While the company saw an opportunity to provide a product that would promote accessibility and inclusivity to all gamers, the process of creating a widespread and long-term solution was challenging.
“It was a serious learning experience. We know how to build this thing (showing off a standard Xbox controller). Fifteen years of iterations have gone into it. We know that people hold it a certain way and use their fingers to hit certain buttons. But if you have limited mobility you can’t make those button combinations or even hold it for any length of time. The controller becomes the barrier that prevents you from using the system.”
In response to the challenges they faced, the development team learnt from the diversity of gamers to design a product that would allow gamers of all kinds to access everything on offer on their devices. Their focus was to create a one-off case that was extendable to many, which led to the learning from and collaboration with a diverse range of groups from Warfighters Engaged and AbleGamers to the Craig Hospital in Denver.
Solomon Romney, for whom this project was very dear due to his own physical disability, said, “We asked questions, we tested, we collaborated with these groups in a way that I don’t think we’ve ever done before in product design. All that ultimately led us to something that will be usable by as many people as possible. Because gaming should be for everyone.”

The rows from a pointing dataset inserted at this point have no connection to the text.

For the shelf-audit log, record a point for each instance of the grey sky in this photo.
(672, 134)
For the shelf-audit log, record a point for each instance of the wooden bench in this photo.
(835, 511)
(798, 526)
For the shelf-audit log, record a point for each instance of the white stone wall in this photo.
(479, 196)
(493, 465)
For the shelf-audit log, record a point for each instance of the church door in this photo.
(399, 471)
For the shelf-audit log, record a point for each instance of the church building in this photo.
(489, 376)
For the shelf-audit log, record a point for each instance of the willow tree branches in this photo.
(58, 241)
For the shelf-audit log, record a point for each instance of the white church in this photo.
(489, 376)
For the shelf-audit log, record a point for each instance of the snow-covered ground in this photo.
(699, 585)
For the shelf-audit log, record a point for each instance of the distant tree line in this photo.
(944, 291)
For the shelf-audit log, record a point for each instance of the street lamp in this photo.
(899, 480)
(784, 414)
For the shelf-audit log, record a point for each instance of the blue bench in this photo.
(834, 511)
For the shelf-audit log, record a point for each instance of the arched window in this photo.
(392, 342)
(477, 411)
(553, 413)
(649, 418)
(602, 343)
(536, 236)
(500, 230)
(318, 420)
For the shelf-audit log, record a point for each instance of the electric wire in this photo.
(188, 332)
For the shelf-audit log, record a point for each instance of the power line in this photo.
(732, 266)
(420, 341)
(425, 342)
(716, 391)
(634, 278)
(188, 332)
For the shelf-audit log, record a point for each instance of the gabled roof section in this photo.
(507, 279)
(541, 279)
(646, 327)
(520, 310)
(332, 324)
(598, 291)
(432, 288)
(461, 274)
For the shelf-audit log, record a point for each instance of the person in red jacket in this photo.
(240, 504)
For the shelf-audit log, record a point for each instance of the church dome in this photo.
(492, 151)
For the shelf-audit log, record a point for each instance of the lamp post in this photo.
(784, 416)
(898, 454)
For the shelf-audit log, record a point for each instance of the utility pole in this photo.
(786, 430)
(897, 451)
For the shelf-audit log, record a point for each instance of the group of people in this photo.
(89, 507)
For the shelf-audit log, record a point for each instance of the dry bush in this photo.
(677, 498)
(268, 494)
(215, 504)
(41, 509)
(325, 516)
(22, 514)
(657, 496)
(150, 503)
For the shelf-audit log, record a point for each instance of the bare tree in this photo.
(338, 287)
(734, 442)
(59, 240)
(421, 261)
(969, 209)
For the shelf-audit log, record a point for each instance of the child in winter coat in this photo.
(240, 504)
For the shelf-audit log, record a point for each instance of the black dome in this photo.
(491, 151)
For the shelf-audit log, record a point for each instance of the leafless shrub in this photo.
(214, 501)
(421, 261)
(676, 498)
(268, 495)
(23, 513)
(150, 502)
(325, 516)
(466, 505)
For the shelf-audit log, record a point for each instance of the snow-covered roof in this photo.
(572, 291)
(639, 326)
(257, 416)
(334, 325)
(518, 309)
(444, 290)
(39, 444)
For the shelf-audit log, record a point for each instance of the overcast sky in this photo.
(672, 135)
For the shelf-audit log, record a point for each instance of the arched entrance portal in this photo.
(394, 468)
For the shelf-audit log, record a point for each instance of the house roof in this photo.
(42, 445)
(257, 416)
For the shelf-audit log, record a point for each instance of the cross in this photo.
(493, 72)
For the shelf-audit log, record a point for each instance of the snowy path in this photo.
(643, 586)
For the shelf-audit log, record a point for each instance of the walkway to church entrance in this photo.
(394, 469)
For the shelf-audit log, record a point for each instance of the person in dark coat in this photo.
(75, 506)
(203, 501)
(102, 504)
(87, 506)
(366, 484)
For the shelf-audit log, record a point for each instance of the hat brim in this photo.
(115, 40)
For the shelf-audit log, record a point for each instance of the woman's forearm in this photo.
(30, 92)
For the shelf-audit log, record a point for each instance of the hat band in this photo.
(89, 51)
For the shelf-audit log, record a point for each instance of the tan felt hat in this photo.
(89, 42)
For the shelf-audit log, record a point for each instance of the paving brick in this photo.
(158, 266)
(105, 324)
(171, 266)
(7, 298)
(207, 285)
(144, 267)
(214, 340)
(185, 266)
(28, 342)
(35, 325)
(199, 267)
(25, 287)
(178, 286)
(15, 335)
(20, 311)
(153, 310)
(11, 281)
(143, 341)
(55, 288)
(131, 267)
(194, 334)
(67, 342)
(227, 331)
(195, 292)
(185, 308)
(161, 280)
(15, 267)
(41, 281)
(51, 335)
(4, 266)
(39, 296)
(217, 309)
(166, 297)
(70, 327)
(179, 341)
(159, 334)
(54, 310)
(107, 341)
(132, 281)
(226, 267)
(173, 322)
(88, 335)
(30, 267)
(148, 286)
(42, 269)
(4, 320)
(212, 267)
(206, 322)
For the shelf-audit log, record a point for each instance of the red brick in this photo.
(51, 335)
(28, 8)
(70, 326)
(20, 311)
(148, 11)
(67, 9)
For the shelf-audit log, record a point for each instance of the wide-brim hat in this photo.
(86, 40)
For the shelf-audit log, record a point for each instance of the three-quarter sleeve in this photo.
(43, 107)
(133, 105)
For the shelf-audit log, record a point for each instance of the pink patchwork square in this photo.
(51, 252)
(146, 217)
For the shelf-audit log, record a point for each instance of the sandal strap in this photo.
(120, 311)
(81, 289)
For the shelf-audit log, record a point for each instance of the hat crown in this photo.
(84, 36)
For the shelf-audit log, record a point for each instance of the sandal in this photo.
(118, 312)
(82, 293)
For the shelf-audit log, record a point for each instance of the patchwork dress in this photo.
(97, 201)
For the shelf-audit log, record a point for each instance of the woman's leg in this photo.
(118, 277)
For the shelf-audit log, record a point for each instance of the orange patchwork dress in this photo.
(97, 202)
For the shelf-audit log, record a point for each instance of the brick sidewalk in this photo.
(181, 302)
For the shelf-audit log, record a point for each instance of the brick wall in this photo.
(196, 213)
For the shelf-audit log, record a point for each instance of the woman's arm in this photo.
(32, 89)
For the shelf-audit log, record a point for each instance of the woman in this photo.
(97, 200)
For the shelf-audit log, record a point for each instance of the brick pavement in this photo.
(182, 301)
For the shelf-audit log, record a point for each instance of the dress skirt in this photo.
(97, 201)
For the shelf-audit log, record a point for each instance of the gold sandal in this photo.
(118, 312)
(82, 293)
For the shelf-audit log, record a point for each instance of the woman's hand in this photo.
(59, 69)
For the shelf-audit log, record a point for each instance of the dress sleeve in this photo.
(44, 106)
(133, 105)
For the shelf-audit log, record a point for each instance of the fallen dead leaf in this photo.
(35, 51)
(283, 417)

I definitely concur with Romney and praise the team at Microsoft and Xbox for continually championing inclusivity, diversity and accessibility. This was clearly delivered by Phil Spencer, Head of Xbox, at the Xbox briefing at E3 and is certainly evident in all that the company does.
After giving an insight into the ideation and creation of the Adaptive Controller, Romney demonstrated the controller in use, showing off a lap of Forza Motorsport 7 using a special grip controller to steer and manoeuvre, as well as a pedal to accelerate.

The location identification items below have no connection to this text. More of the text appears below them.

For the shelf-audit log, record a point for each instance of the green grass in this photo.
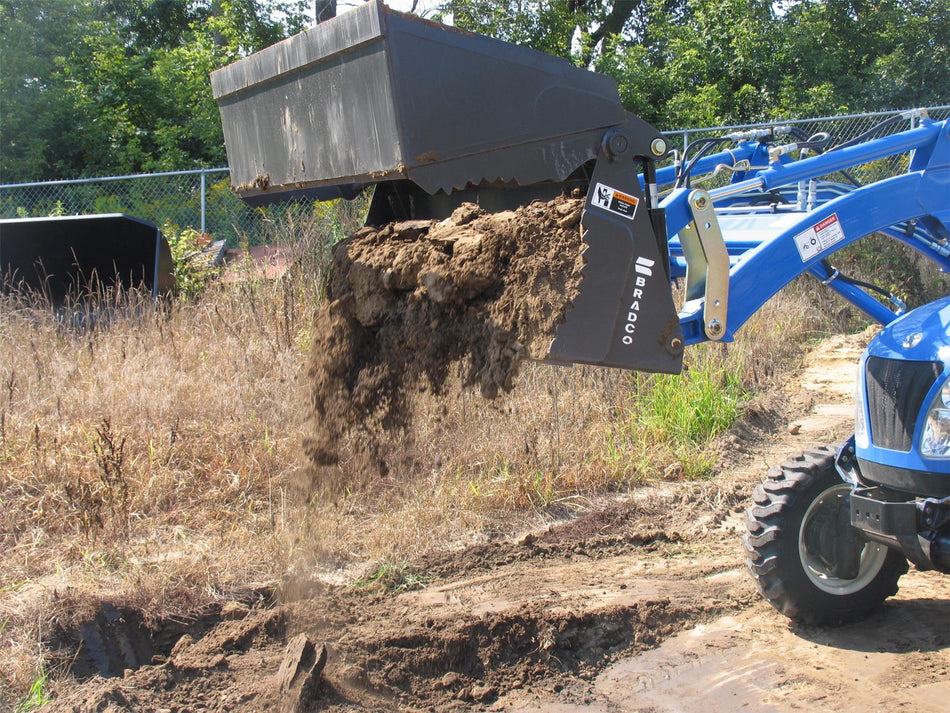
(665, 423)
(37, 695)
(391, 577)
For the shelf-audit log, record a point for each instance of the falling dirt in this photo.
(641, 604)
(409, 301)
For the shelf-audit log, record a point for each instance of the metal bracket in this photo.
(707, 264)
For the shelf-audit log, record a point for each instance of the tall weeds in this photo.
(150, 455)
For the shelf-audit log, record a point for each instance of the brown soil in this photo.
(642, 603)
(410, 301)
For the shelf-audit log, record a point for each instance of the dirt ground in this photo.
(640, 604)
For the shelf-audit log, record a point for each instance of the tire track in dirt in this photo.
(643, 603)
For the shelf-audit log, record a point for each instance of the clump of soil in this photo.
(410, 301)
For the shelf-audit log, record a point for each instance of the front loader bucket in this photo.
(434, 115)
(375, 95)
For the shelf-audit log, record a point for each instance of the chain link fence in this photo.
(202, 199)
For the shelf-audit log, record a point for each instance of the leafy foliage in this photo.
(93, 87)
(193, 271)
(682, 63)
(118, 86)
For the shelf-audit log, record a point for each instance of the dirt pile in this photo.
(409, 301)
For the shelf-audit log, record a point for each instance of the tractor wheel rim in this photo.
(872, 556)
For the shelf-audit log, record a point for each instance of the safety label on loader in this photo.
(615, 201)
(819, 237)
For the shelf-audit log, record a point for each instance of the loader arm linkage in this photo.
(433, 116)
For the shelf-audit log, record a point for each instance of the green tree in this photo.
(89, 87)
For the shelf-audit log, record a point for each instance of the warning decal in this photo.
(615, 201)
(819, 237)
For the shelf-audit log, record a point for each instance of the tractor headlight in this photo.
(935, 441)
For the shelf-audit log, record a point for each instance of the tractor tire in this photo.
(804, 556)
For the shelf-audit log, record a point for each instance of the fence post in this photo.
(203, 231)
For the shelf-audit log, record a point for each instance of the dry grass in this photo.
(151, 460)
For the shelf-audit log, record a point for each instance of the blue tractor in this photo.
(431, 116)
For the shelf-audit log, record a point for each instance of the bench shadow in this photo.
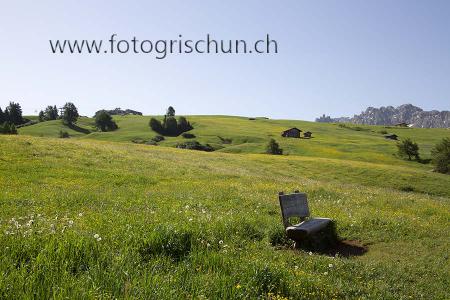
(344, 248)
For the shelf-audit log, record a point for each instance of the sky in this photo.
(334, 57)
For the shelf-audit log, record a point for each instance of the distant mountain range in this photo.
(407, 113)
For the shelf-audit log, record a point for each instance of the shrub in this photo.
(158, 138)
(41, 116)
(104, 121)
(8, 128)
(170, 126)
(152, 143)
(184, 125)
(70, 113)
(407, 188)
(273, 148)
(13, 113)
(194, 145)
(408, 148)
(50, 113)
(441, 156)
(63, 134)
(170, 112)
(155, 125)
(188, 135)
(138, 141)
(2, 116)
(225, 140)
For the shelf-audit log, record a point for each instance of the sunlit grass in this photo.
(89, 219)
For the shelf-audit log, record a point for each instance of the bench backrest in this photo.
(293, 205)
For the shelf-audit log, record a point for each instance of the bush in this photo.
(158, 138)
(70, 113)
(225, 140)
(155, 125)
(138, 141)
(188, 135)
(104, 121)
(63, 134)
(408, 148)
(13, 113)
(170, 126)
(273, 148)
(194, 145)
(8, 128)
(152, 143)
(441, 156)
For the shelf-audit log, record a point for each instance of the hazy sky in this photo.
(335, 57)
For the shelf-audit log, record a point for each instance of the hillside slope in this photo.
(96, 219)
(361, 143)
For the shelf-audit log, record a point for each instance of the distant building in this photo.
(293, 132)
(391, 137)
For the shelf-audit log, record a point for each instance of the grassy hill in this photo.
(94, 217)
(364, 143)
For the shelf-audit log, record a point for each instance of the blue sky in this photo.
(335, 57)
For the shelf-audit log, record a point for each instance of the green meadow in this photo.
(98, 216)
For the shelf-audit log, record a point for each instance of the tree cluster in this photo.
(8, 128)
(273, 148)
(11, 117)
(408, 148)
(12, 114)
(170, 126)
(104, 121)
(50, 113)
(70, 113)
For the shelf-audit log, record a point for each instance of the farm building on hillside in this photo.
(293, 132)
(391, 136)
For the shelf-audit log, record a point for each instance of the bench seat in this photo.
(305, 228)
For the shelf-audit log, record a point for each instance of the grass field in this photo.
(96, 216)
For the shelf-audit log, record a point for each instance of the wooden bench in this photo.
(296, 205)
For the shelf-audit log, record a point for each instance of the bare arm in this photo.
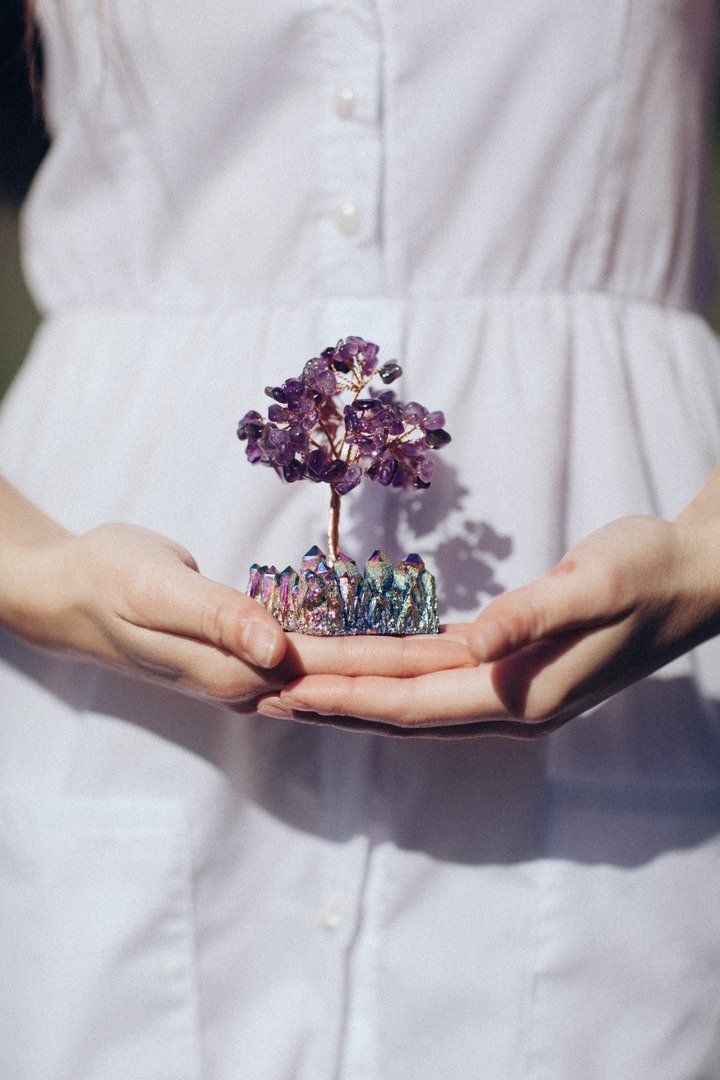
(127, 596)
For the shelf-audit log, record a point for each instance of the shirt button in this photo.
(345, 216)
(345, 102)
(330, 917)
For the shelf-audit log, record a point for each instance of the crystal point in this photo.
(326, 601)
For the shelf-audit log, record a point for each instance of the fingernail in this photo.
(289, 701)
(258, 643)
(273, 706)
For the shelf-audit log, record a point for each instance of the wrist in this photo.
(35, 588)
(698, 539)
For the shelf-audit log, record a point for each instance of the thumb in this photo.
(184, 602)
(567, 598)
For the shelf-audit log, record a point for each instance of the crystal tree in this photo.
(331, 426)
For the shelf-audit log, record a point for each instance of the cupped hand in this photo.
(621, 604)
(127, 596)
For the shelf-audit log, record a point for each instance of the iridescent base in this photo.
(328, 601)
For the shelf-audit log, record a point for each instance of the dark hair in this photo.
(30, 49)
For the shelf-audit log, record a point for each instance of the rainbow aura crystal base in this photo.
(338, 599)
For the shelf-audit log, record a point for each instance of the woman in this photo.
(510, 199)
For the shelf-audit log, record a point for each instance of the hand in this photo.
(621, 604)
(131, 597)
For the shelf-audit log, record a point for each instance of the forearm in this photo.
(23, 525)
(25, 534)
(705, 508)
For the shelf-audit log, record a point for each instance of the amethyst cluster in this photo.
(325, 599)
(328, 426)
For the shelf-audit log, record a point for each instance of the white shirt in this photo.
(508, 199)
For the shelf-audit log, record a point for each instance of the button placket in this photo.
(353, 153)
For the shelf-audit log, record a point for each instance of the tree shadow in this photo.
(462, 551)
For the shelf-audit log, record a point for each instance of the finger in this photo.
(439, 698)
(198, 666)
(374, 656)
(568, 598)
(181, 601)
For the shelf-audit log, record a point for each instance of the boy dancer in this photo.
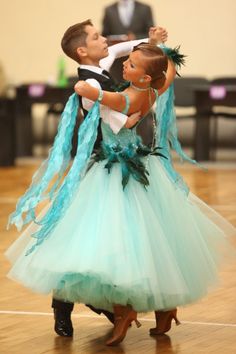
(82, 43)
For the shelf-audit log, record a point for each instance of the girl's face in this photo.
(133, 68)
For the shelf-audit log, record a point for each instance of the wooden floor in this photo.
(26, 322)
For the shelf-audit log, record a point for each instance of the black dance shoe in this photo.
(63, 325)
(109, 315)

From the demonstration and the look at the product up close, the Adaptive Controller looked extremely easy to use, with button mapping abilities that can be customised in the settings of an Xbox One console. Not only that but the design was clearly well thought out with ports that have grooves to allow for easy plug and play, as well as, a base that offers grip and does not slide of surfaces easily. Along with these design features, the buttons also have some added depth and are slightly larger to allow for ease of use.
When watching Romney play Forza Motorsport 7, it didn’t look as if there was any loss of control or smoothness in gameplay. In fact, had I not known Romney was using the Adaptive Controller, I would have assumed he was playing the game using a standard Xbox One controller.
In my session, I also learnt that Xbox has a feature called ‘co-pilot’ which essentially connects two controllers together. This means that a player is able to get some help with a game from another person using another controller, without having their own controller removed from their hands. I absolutely love this facility as it gives those who may struggle with a controller, even the Adaptive Controller, to be able to get some help without feeling like they are lacking in any way.
It also means parents and children are now able to play together, pro-gamers can lend ‘noobs’ a hand and more. I was blown away, especially because this means that Tom, my partner, can now help me through difficult challenges in game without frustrating me by removing my controller from my fingertips.
After all the insight and demos I’ve had, I can confidently say that I’m a big fan of what Microsoft and Xbox are doing for gaming inclusivity, diversity and accessibility. The Xbox Adaptive Controller is a fantastic initiative to pave the way forward, and the best part? Xbox is making it open for other gaming companies to utilise as well, meaning Sony could use Xbox’s design to make it’s own Adaptive Controller. How amazing is that?